Lutte contre la radicalisation des jeunes

Contre les phénomènes de radicalisation des jeunes, il faut aller plus loin et explorer de nouvelles pistes.
 
Le Premier ministre s’est exprimé mercredi 29 avril lors des rencontres internationales des magistrats antiterroristes à Paris. Il a rappelé que "1 605 Français ou résidents en France sont actuellement recensés pour leur implication dans des filières terroristes. Parmi ceux-ci, on estime que 445 se trouvent actuellement en Syrie. 99 y sont morts. " Depuis la mise en place, il y a un an, du plan de lutte contre la radicalisation et les filières djihadistes, "près de 1 900 signalements ont été reçus dont un quart concerne des mineurs et - fait notable souvent oublié - plus de 40% de jeunes femmes". "Ces individus jeunes qui sont signalés doivent faire l'objet d'un suivi. Nous devons aussi apprendre à mieux détecter les signes avant-coureurs de ces ruptures ", a insisté le Premier ministre. 2 500 fonctionnaires de différents ministères sur tout le territoire ont d'ores et déjà été formés à cela, dans le cadre de ce plan de lutte contre la radicalisation.
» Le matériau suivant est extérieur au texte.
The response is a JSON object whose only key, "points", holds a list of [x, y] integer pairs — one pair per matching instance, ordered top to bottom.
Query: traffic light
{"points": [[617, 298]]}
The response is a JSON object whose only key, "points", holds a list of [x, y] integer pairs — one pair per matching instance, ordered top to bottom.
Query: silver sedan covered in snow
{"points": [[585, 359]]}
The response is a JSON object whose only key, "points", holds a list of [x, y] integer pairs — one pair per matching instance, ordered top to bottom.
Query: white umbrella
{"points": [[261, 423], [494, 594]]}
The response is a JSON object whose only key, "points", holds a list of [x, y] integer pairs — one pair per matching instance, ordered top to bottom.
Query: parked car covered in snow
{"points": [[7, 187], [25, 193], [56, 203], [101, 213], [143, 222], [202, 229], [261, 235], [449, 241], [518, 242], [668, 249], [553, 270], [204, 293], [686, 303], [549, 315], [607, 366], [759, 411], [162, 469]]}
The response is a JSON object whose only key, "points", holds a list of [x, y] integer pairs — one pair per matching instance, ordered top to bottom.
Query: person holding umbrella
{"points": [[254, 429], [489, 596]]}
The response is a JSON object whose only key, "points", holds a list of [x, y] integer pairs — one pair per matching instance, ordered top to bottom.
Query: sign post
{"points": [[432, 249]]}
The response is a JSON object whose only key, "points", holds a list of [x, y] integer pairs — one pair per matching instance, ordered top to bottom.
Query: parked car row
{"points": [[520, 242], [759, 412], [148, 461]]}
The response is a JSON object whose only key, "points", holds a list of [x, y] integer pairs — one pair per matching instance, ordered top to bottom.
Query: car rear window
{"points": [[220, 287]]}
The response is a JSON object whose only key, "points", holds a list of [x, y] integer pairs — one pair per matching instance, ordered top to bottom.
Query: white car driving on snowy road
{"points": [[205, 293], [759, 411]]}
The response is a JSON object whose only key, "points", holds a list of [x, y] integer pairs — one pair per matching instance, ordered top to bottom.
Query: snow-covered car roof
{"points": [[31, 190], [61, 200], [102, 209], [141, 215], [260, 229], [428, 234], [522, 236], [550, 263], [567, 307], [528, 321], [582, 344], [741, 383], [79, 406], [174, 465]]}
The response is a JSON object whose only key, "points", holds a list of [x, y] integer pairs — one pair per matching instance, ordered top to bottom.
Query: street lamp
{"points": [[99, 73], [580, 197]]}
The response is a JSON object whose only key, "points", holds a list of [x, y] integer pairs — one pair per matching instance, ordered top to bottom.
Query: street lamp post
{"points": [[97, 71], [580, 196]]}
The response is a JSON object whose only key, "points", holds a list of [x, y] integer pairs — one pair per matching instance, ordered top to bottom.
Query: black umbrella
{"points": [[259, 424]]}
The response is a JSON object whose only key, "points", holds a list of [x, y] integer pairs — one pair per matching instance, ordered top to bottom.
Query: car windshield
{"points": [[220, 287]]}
Contre les phénomènes de radicalisation des jeunes, il faut "aller plus loin et explorer de nouvelles pistes". C’est pourquoi :Une structure sera créée d'ici la fin de l'année "afin de prendre en charge, sur la base du volontariat, des jeunes de retour de zones de conflit et ne faisant pas l'objet de poursuites judiciaires" ;
Ainsi, "par un accompagnement individualisé, une prise en charge psychologique et un encadrement renforcé, ces jeunes devraient retrouver toute leur place dans notre société."